Xavier Olive research teaching python blog til cli

Linux at the command line

4 January 2018

As a research scientist in computer and data science, Linux is part of my daily work routine. I did the investment back in my students days (that would be a 15th anniversary!) and it has truly been worth it. Linux was a tad more unstable back in the days, but the terminal experience is still something I need on a daily basis. First as a developper, since developping a graphical user interface is a time consuming thankless task, but also as an end user to get a better control on my operating system and on various kinds of data produced by the devices that are have started to track accompany our lives in the past decade.

I will try to share here the tools I enjoy everyday and also reflect on tools I used to enjoy but which have become a bit irrelevant to me recently.
I did not intend to be comprehensive here, so this link may be a good reference if you need more about basic GNU core tools.
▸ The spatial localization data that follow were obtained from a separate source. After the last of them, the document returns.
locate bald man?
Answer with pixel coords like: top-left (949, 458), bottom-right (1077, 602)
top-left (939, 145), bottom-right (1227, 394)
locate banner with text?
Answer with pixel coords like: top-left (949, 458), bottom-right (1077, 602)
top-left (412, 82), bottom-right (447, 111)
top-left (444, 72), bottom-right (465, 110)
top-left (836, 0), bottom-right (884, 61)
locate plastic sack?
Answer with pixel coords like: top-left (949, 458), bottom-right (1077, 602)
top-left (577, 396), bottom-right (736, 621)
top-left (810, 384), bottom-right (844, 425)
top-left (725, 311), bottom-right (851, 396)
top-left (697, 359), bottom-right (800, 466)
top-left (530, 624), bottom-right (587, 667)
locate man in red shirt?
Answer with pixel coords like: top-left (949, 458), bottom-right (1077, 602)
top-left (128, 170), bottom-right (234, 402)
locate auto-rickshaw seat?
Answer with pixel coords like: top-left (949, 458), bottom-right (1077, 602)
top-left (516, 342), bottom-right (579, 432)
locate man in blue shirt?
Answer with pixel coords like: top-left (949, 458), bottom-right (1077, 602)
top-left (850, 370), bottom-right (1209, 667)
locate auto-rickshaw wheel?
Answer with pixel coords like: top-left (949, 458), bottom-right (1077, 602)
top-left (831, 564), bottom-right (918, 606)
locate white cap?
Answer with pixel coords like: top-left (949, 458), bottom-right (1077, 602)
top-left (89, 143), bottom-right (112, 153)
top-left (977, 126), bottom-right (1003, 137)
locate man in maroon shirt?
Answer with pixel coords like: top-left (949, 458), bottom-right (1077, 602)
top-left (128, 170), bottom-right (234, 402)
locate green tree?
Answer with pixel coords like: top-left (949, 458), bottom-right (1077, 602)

Index: awk, bc, chroot, convert, dmesg, docker, file, find, git, gnuplot, htop, ldd, locate, mdfind, nc, ncdu, nm, pdfjoin, pdfrename, pdftk, ps, python, qemu, screen, sed, sudo, tee, telnet, tree, type, unpack, virtualenv, which, xdg-open, zmv, zsh

(generated by:)

grep '^## ' 2018-01-04-linux-at-the-command-line.md | cut -f2- -d\  | sort |
sed 's,\(.*\),[\1](#\1), ' | paste -s | sed 's/\t/, /g'

Some commands come in two flavours: the BSD style and the UNIX style (not available in MacOS). As I am an avid user of both systems, I tried to collect snippets for both.

✯ System monitoring tools

htop

This tool used to not work with MacOS where I usually fall back to the “Activity Monitor”. It adds a nice and colorful user experience to the regular top executable. Useful for monitoring the CPU and memory consumption of processes.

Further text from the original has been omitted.